Any words of wisdom for people who have adopted year old dogs from the animal shelter, who have come with enough baggage to take an around the world trip? Kathy

Holly said...

Oh thanks! NOW you share this information....after I decided to adopt 2 **adult** shelter dogs!! (j/k!)

Holly said...

Ok, so my girls aren't as good as yours - but I was very proud of them while were on vacation. Not knowing how they would respond to being up there, I was a little apprehensive. It's a kind of easy-living place, boundary lines aren't strictly adhered to, we've known the surrounding camp owners for years. And there are a lot of people coming and going, neighbors, cousins, friends.

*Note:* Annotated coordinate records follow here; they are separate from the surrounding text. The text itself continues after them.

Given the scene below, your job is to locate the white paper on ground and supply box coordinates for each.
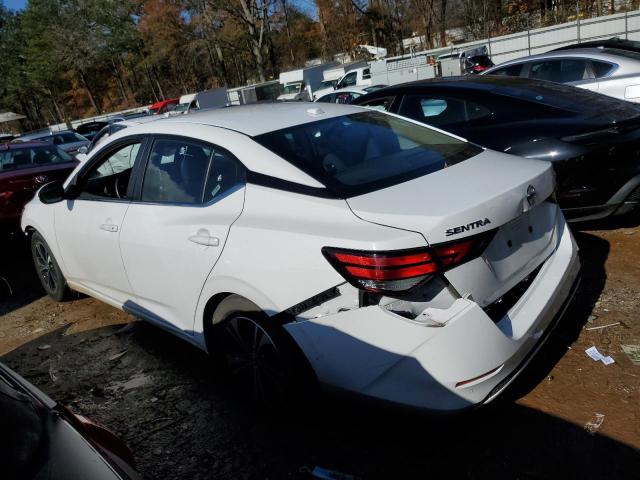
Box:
[602,357,616,365]
[584,346,616,365]
[584,346,604,362]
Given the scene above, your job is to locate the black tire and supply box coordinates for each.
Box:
[211,295,298,409]
[31,232,71,302]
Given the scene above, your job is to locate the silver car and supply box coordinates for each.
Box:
[482,48,640,103]
[14,130,91,155]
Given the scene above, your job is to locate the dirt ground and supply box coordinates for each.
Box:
[0,221,640,480]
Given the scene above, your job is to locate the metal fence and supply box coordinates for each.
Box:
[371,10,640,85]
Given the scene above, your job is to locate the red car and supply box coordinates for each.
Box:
[0,142,78,225]
[149,98,180,115]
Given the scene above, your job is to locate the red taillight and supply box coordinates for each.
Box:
[322,236,486,295]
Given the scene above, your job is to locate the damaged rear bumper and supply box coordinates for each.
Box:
[285,212,580,411]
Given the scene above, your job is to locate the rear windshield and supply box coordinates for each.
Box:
[484,76,640,122]
[254,111,482,198]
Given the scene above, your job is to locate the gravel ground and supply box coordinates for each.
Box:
[0,222,640,479]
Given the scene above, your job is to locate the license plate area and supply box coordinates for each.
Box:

Lucy of course barked at everyone and Libby would go racing with her to see what it was but my fears about their reactions to new people were unfounded. For being constantly confronted with new people *everyday*, they were great. I was so relieved. Everyone fell in love with them. Lucy ate it up. But one day I was on the wharf with Lucy and my cousins came over in the boat. Lucy stared at this strange thing approaching by water, barked a few times and wagged nervously. I could read her mind..."Omg, they're coming by sea too? I have to watch EVERY border here!"

I had to laugh.

KatDoc said...

Anon #1: Thanks for your comments. My "education" on dog training didn't come from vet school. We got absolutely ZERO hours of classes on behavior. It comes from 20+ years of being a dog mom, reading books, taking training classes, attending seminars and lectures, and handling a million and one puppies and dogs in the exam room.

Until I write my book (don't all vets have a secret desire to be James Herriot?) I will "give away" my tricks to as many people as possible. If only 1% of them use it, I will have saved any number of dogs and their people, so it is worth it to me.

Anon #2: Yup, handling feet, mouths, and ears are essential. See part 2 of this series for the details. Good breeders give their puppies a basis for learning by handling them every day, and instructing the new owners to continue. Vets LOVE puppies and dogs who have had this training. It makes it so much easier to do our job if we can avoid the stress of a wrestling match.

Kathy & Holly: For adult dogs, especially shelter dogs and those who come with "baggage," my best advice is training classes. Reading books, watching TV shows (where hours of training are compressed into 15 minutes of "magic") and getting on-line advice are no substitute for a good trainer in real life. I suggest a one-on-one session with a trainer, who can evaluate your dog and assess whether you would do better in a group class or if it needs individual help first. Look for a positive, motivational trainer and run if he/she suggests hanging, alpha rolls, or other harsh methods. ("Choker" collars aren't harsh, if used appropriately - NOT for choking - but pinch collars are rarely needed and too easy to abuse, in my opinion.) DO take a training class where you attend with your dog, DON'T send him to doggie boot camp where someone else trains him and sends you back a "finished" dog. 75% of "dog training" is really "owner training," which is a lot harder. A good book to help you understand your adult adoptee is Carol Lea Benjamin's "Second Hand Dog."

Liza & Susan: Thanks for the positive reinforcement. Your blogger is wriggling all over with glee and eager to continue posting, despite chronic dial-up issues.